This is a quick post I’ve been meaning to do about the work we did this year on the ONA11 conference website.
Background: last year, I was late on getting a conference pass and ended up volunteering for an entire day in the student newsroom. ONA’s student newsroom produces stories, video, and other coverage related to the conference. I had so much fun that I volunteered to do it again this year. I planned to work on it over the summer, but 90% of the work ended up being done in the last week.
The goals for the website varied depending on the context:
- Before the conference, the focus was convincing journalists to purchase tickets and attend.
- During the conference, there are two audiences: those who are physically at the sessions and those who want to participate virtually. The former probably want a backchannel for conversation and capturing the highlights, whereas the latter probably want to participate in realtime as much as they can.
- After the conference, everyone wants to access a historical archive of the content presented in sessions, either to catch those they missed or find the link they heard referenced.
With this in mind, we worked on making the website dynamically reflect these needs. It was helpful, although somewhat distracting from the experience, that I was working on the website during the entire conference.
What worked this time:
- Session pages as a custom post type. This gave us a structured database of all sessions and allowed us to easily build a session listing, etc.
- Using Posts 2 Posts to associate posts and presenters with session pages. Our realtime curation crew could easily publish content from the WordPress admin, associate it with a session, and have it automatically pulled into the session page. Furthermore, every presenter had a dedicated profile page and their information could automatically be pulled into other contexts on the website.
- Auto-showing the livestream player on an individual session page based on timestamp. Every session was associated with a track and I had a bit of logic to pull in the correct livestream based on current time, session start, and session end.
- Showing the session updates in reverse chronological order during the event (because the user is most likely refreshing the page and wants the most recent updates at the top) and then flipping to chronological order 15 minutes after the event.

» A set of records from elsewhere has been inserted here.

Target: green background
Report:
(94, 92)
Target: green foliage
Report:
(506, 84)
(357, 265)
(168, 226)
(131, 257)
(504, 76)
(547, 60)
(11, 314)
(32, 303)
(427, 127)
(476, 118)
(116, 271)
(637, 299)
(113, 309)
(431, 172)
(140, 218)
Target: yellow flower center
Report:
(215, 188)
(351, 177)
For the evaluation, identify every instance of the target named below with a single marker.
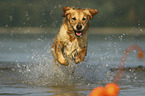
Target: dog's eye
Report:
(84, 19)
(74, 18)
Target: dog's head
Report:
(78, 18)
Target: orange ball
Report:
(111, 89)
(140, 54)
(98, 91)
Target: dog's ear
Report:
(92, 12)
(66, 11)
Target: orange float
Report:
(112, 89)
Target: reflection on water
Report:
(26, 65)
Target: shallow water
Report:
(26, 66)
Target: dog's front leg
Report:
(60, 57)
(80, 56)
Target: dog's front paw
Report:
(79, 58)
(64, 62)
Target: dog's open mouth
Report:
(78, 33)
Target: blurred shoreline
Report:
(48, 30)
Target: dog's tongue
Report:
(79, 33)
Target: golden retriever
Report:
(70, 44)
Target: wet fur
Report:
(70, 44)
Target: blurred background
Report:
(27, 30)
(48, 13)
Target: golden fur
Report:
(70, 44)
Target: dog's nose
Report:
(79, 27)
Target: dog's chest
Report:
(71, 48)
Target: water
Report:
(26, 66)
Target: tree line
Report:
(48, 13)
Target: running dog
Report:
(70, 44)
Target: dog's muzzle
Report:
(79, 31)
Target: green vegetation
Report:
(48, 13)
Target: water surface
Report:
(26, 66)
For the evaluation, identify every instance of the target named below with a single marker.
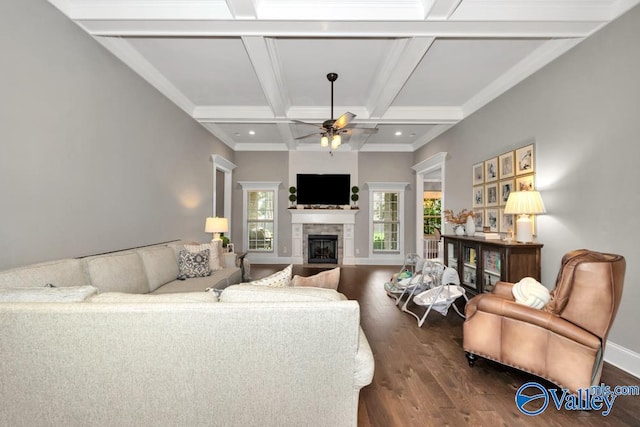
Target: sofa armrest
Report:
(364, 362)
(492, 304)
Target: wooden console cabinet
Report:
(481, 263)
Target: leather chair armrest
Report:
(510, 309)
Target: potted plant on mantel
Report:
(355, 196)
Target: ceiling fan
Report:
(332, 130)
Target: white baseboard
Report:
(623, 358)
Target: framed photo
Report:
(525, 160)
(478, 173)
(506, 222)
(506, 165)
(478, 196)
(525, 183)
(491, 220)
(491, 194)
(478, 218)
(506, 187)
(491, 170)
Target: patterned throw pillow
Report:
(279, 279)
(193, 264)
(215, 253)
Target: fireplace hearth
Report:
(322, 249)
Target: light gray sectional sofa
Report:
(117, 342)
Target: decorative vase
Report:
(470, 227)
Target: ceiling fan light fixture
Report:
(324, 141)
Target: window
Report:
(385, 221)
(260, 216)
(386, 204)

- Leveraging the Zoninator on the homepage for featured stories and events. Editorial loved that they could have full control over which stories were highlighted. WordPress normally lists headlines in reverse chronological order, and developers hack this with “featured” categories, etc.
- Post formats presented content exactly as it was intended to be presented. I was particularly proud of my gallery implementation, even if there weren’t the visuals to go with it.
Next time I’d like to:
- Get started earlier so these features are actually fleshed out before the day of.

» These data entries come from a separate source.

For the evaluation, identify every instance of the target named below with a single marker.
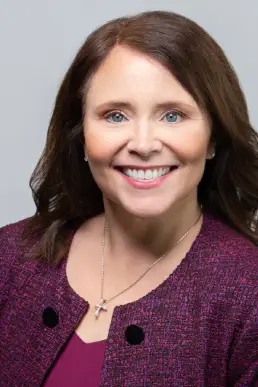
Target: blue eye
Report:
(115, 117)
(173, 116)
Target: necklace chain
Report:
(101, 306)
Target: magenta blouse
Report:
(78, 365)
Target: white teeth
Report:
(148, 174)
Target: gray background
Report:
(38, 40)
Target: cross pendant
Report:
(100, 307)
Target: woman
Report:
(140, 265)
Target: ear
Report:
(85, 153)
(211, 151)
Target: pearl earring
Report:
(211, 155)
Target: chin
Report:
(146, 212)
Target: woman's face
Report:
(146, 139)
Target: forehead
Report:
(129, 74)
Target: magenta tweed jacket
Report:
(198, 328)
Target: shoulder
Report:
(230, 259)
(12, 266)
(11, 237)
(225, 241)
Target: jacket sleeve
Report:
(10, 236)
(243, 368)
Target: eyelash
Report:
(109, 113)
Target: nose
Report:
(144, 141)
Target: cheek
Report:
(193, 147)
(99, 148)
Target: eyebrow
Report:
(113, 104)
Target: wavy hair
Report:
(63, 188)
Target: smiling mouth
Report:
(146, 174)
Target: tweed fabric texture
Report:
(200, 325)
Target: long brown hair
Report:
(63, 188)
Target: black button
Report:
(50, 317)
(134, 334)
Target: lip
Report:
(144, 167)
(142, 183)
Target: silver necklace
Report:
(102, 305)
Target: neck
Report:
(135, 238)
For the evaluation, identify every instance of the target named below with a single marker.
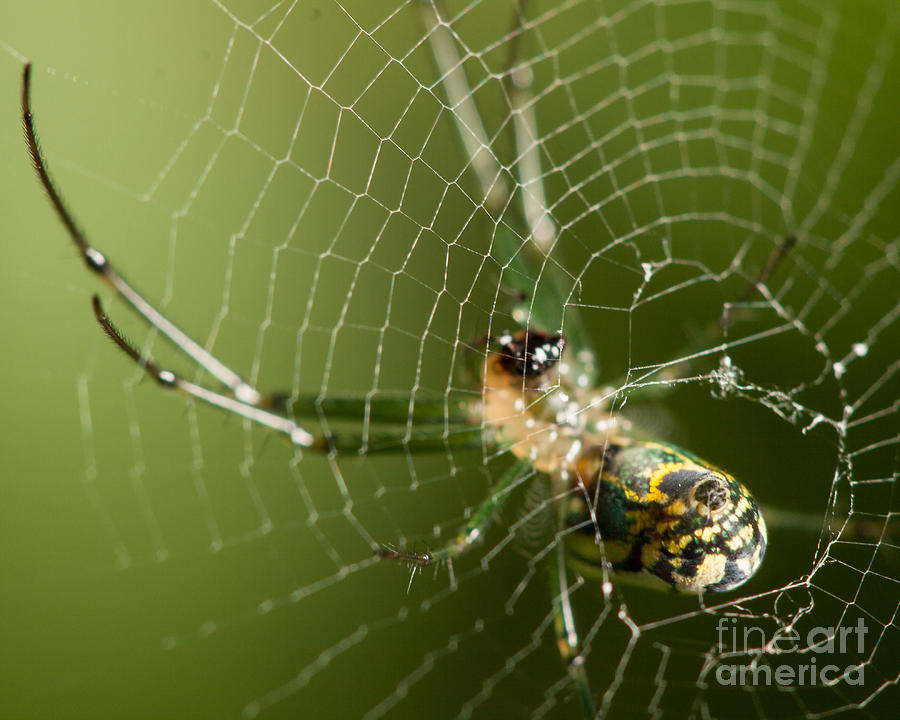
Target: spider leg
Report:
(99, 264)
(436, 439)
(567, 639)
(169, 379)
(473, 531)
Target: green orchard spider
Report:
(622, 502)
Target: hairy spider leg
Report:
(451, 425)
(473, 531)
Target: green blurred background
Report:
(157, 560)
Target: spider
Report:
(622, 502)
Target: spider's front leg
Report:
(568, 641)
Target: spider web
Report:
(328, 196)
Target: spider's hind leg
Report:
(473, 531)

- Build an interface for posting updates from the session page so it’s brain dead simple to update (no associating with session post, choosing post type, writing a title if you don’t need to, etc.)

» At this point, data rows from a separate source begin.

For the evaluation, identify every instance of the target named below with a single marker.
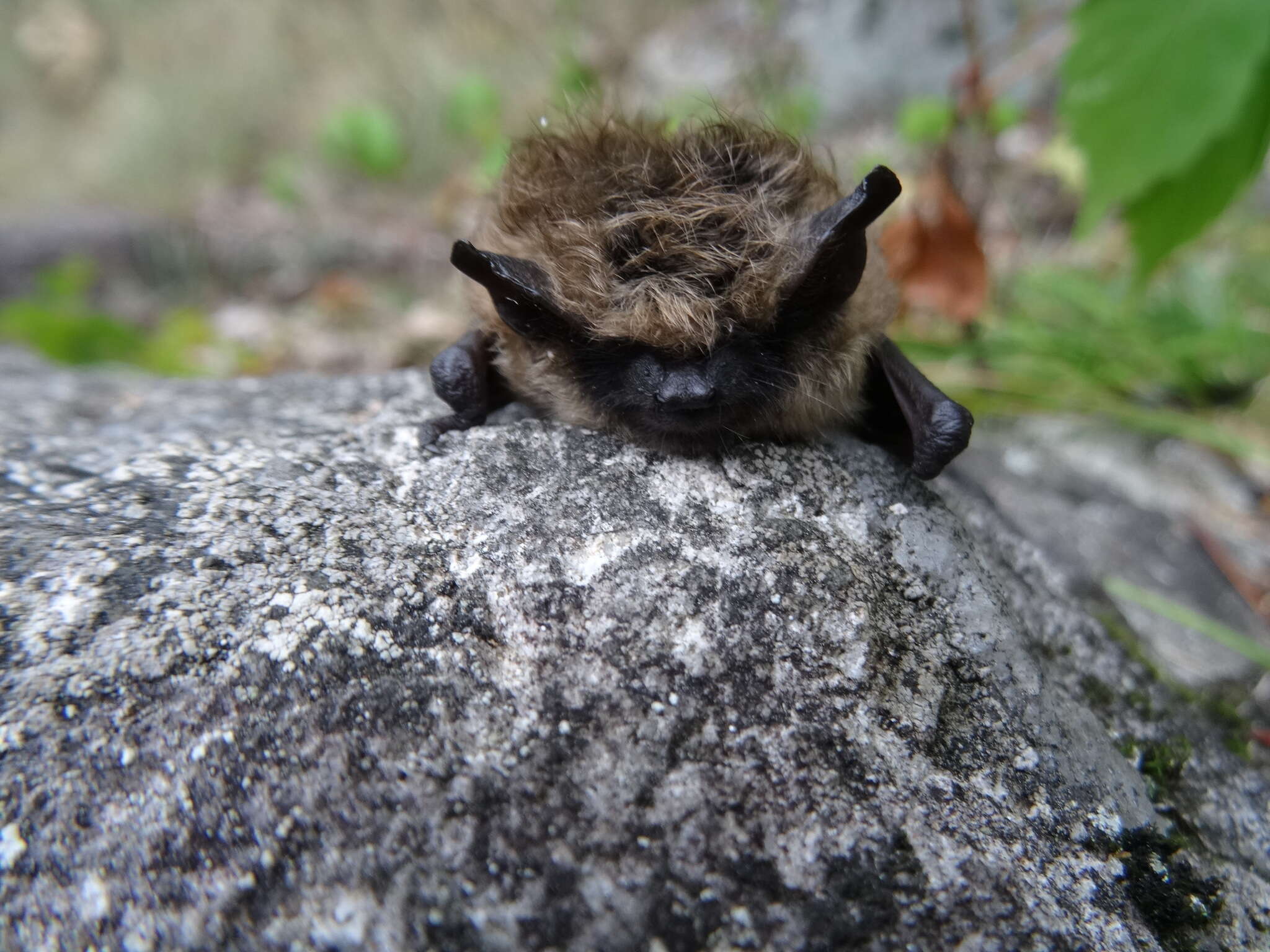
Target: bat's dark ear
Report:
(518, 289)
(910, 415)
(837, 252)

- Allow for “featured” session updates a la NY Times Editors’ Picks for commenting.
- Guest session update submissions with a moderation queue.
- Live update the session page so it’s essentially liveblogging with rich media.
- Show the bylines/avatars for people covering the event, so you know how well it’s going to be covered (e.g. one person versus five people participating)
- On the all sessions page, show the number of updates an event has, whether it’s currently live/being livestreamed, etc.
- Order content on the single session page based when it was published (e.g. you can assume everything 30 minutes after the session is coverage of it, whereas during the event is realtime updates on it).
Lastly, I have one more idea I’d like to pitch: a way of indicating who you want to meet at the conference. Every attendee that registers get access to a page on the website listing every other attendee. Then, they can go through and indicate whom they want to meet at the conference. It’s a double win; you get to notify who you want to meet that you want to meet them, and you get to see in advance who wants to meet you.
For archival purposes, I’ve captured a gallery of screengrabs from the website too.